Meetings of the Compensation Committee
 
The Compensation Committee shall meet as often as necessary to carry out its responsibilities, but not less than once each year.  At the discretion of the chairperson of the Compensation Committee, but at least once each year for all or a portion of a meeting, the members of the Compensation Committee shall meet in executive session, without any members of management present. The chief executive officer may not be present during voting by or deliberations of the Committee.
 
Duties and Responsibilities
 
The Committee's duties and responsibilities shall be:
 
 
1.
To review and approve on an annual basis the performance goals and objectives for the CEO, and to annually review the CEO's performance against goals and objectives for the purpose of evaluating compensation.
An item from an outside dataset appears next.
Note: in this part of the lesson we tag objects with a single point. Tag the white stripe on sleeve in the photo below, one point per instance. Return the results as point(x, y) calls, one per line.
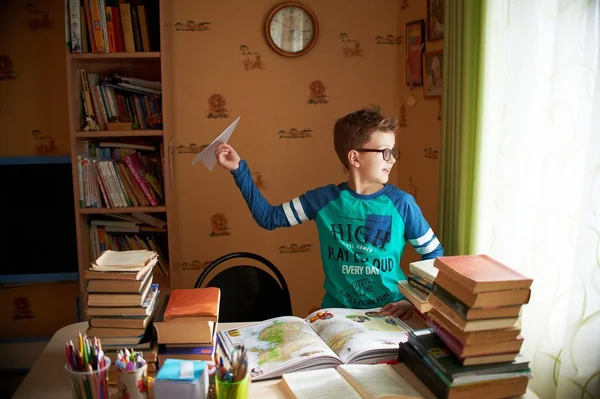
point(415, 242)
point(287, 209)
point(429, 248)
point(299, 209)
Based on these performance evaluations and a review of competitive compensation levels, the Committee will set the CEO's base salary, bonus, and equity compensation levels;
 

 
 
2.
To review and approve competitive compensation levels, and specific recommendations for base salary, annual bonus, and equity compensation for the other reportable officers;
 
3.
To select a peer group of companies against which to benchmark the Company's compensation policies and practices for the CEO and other reportable officers;
 
4.
To regularly review and evaluate the compensation programs for Board and Committee members, and as appropriate, recommend changes to the Board;
 
5.
To administer and review the Company's incentive compensation and equity award programs and recommend to the Board changes to such plans or development of new plans;
 
6.
To approve and amendments and terminations to compensation and equity award programs and awards (other than those which occur by the terms of the program or are set forth in employment agreements);
 
7.
To review and approve the annual stock option pool under the Company's equity compensation plans;
 
8.
To review and approve employment contracts for the CEO , CFO, COO and other reportable officers;
 
9.
To review and approve the Company's annual corporate goals; assessment of achievement and approve bonus payouts for the CEO and reportable officers;
10.
To maintain written minutes of its meetings that will be kept and reviewed similarly to the minutes of the meetings of the Board of Directors;
11.
To make regular reports on Committee activities to the Board of Directors; and
12.
To periodically review and re-access the adequacy of this Charter and recommend any proposed changes to the Board of Directors for approval.
 
Additional Authority of the Compensation Committee
 
The Compensation Committee shall have the authority, in its discretion, to retain outside counsel and other advisors.